Hera avaliou o pálido Romnick e então olhou para sua perna. Quando ela levantou os olhos para encontrá-lo, ela sorriu.

“Então, eu acho que sua morte é apenas outra história trágica,” ela comentou, com os olhos pesados. “Entendi agora. É uma pena que a pessoa que entrou, se disfarçando como a Salvação, seja Dimitri. Mas eu respeito que mesmo quando você sabe que ele está apenas usando você, você ainda escolheu ser leal.”

Seu sorriso parecia sutil. Ela então enfiou a mão no casaco, tirou uma pequena seringa de lá e a jogou para o outro homem ao lado dele.
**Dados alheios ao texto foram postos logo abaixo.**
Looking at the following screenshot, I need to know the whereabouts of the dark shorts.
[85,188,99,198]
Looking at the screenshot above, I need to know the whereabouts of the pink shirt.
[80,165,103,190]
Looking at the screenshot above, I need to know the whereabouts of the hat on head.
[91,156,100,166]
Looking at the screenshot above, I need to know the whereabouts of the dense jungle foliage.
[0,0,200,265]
O outro homem pegou no ar, confuso.

“Dê a ele uma injeção de adrenalina,” ela instruiu. “Isso aliviará sua dor temporariamente.”

Huh?

Ambos olharam para ela confusos. O que ela estava planejando agora? Ela foi comovida pela história de Romnick?

“Isso é um agradecimento,” ela explicou, adivinhando as perguntas em suas mentes. “É um gesto de gratidão por me lembrar por que eu tenho que juntar minhas coisas. Caso contrário, meus homens acabarão como vocês dois.”

Seu sorriso se alargou um pouco. “Além disso, quero mantê-lo vivo, para que você possa testemunhar enquanto eu abro Dimitri e retiro todos os seus órgãos um por um. Não se preocupe. Vou deixar você morder seu coração para que até a morte, vocês estejam juntos… para sempre. Isso seria trágico, mas a metáfora por trás disso soa assustadoramente bela, você não acha?”

Acho que ela não estava comovida afinal.